Stats: Distributions of Random Variables

Mick McQuaid




  The decimal point is at the |

  0 | 000
  0 | 
  1 | 
  1 | 6789
  2 | 0000

Five distributions

We previously looked at the normal distribution. In this Chapter of our textbook, Diez, Çetinkaya-Rundel, and Barr (2019), we visit five distributions:

  • Normal distribution
  • Geometric distribution
  • Binomial distribution
  • Negative binomial distribution
  • Poisson distribution

Normal distribution

The mound-shaped curve represents the probability density function and the area between the curve and the horizontal line represents the value of the cumulative distribution function.

Normally distributed nationwide test

The total shaded area between the curve and the straight horizontal line can be thought of as one hundred percent of that area. In the world of probability, we measure that area as 1. The curve is symmetrical, so measure all the area to the left of the highest point on the curve as 0.5. That is half, or fifty percent, of the total area between the curve and the horizontal line at the bottom. Instead of saying area between the curve and the horizontal line at the bottom, people usually say the area under the curve.

Probability density function

For any value along the \(x\)-axis, the \(y\)-value on the curve represents the value of the probability density function.

The area bounded by the vertical line between the \(x\)-axis and the corresponding \(y\)-value on the curve, though, is what we are usually interested in because that area represents probability.


\(N(\mu,\sigma)\) is said to characterize a normal distribution. If we know the parameters \(\mu\), the mean, and \(\sigma\), the standard deviation, we have a complete picture of the normal distribution, namely the height of the hump and its width. Note that some texts will say \(N(\mu,\sigma^2)\) and leave you to figure out which is meant. In our case, we’ll follow the R convention, described next.

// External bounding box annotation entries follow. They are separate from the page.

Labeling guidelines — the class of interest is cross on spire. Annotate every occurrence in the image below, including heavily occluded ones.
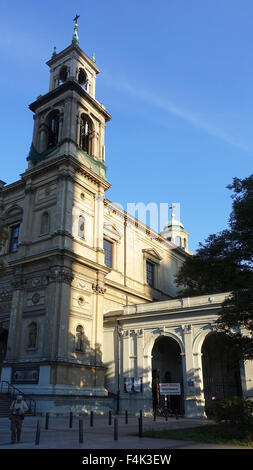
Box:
[72,14,80,45]
[73,14,80,24]
[170,203,176,218]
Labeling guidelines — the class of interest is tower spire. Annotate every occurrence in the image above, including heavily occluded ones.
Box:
[72,15,80,44]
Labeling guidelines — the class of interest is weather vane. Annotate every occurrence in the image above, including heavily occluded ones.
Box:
[72,14,80,44]
[73,14,80,24]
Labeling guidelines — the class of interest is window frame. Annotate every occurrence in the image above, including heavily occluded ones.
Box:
[8,224,20,254]
[103,237,114,269]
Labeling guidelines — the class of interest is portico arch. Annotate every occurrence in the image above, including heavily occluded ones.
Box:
[151,335,184,414]
[201,332,242,417]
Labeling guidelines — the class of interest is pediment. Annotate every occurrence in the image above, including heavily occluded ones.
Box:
[2,204,23,221]
[142,248,162,261]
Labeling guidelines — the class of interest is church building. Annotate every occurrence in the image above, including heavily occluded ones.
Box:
[0,24,253,417]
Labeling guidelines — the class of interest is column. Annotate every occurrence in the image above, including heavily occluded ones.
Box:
[182,324,203,418]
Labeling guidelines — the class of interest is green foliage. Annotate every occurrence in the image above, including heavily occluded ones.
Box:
[215,397,253,424]
[176,175,253,359]
[176,175,253,296]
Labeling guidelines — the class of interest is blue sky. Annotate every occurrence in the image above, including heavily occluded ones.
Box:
[0,0,253,251]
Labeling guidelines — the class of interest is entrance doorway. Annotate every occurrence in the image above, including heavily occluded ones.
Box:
[0,328,8,378]
[202,333,242,417]
[152,336,184,414]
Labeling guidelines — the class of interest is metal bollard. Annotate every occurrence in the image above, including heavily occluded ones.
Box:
[114,418,119,441]
[139,417,142,437]
[69,411,73,428]
[90,411,94,427]
[79,419,83,444]
[45,413,50,429]
[35,419,41,446]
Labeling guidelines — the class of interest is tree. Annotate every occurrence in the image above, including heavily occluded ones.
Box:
[176,175,253,359]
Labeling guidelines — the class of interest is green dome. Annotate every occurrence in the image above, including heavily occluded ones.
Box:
[164,219,184,230]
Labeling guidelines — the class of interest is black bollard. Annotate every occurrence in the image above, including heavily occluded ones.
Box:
[90,411,94,427]
[114,418,119,441]
[35,419,41,446]
[139,417,142,437]
[69,411,73,428]
[79,419,83,444]
[45,413,50,429]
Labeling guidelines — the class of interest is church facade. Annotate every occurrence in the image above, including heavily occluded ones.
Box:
[0,25,253,416]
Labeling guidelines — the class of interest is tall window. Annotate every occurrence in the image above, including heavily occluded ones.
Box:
[40,212,49,235]
[77,68,87,88]
[79,114,93,155]
[75,325,84,351]
[10,225,19,253]
[48,111,59,148]
[146,261,155,287]
[27,322,38,349]
[175,237,182,248]
[78,215,85,238]
[104,239,113,268]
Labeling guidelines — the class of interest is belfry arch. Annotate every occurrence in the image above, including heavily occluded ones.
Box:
[151,336,184,414]
[201,332,242,417]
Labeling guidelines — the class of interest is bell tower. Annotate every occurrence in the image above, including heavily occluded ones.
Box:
[0,18,111,412]
[28,17,111,178]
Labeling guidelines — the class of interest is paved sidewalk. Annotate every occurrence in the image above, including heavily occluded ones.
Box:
[0,416,249,451]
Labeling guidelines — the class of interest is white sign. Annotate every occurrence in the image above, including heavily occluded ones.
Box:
[134,377,141,392]
[159,383,181,395]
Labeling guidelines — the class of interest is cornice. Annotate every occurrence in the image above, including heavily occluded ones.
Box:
[29,79,112,122]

R function to find probability

The pnorm() function takes a value of a normally distributed random variable and returns the probability of that value or less. The textbook gives an example of the SAT and ACT scores. For the SAT, the textbook claims that \(\mu = 1100\) and \(\sigma=200\) so we can say the SAT score \(x\sim N(1100,200)\) which is read as “x has the normal distribution with mean 1100 and standard deviation 200.”

An easy example

Suppose you score 1100. What is the probability that someone will score lower than you?

[1] 0.5

This returns a value of 0.5 or fifty percent. That’s something we can tell without a computer, but for the normal distribution, other values are difficult to compute by hand or guess correctly.

An example requiring a computer

[1] 0.9331928

returns a value of 0.9331928, or that 93 percent of students get below this score.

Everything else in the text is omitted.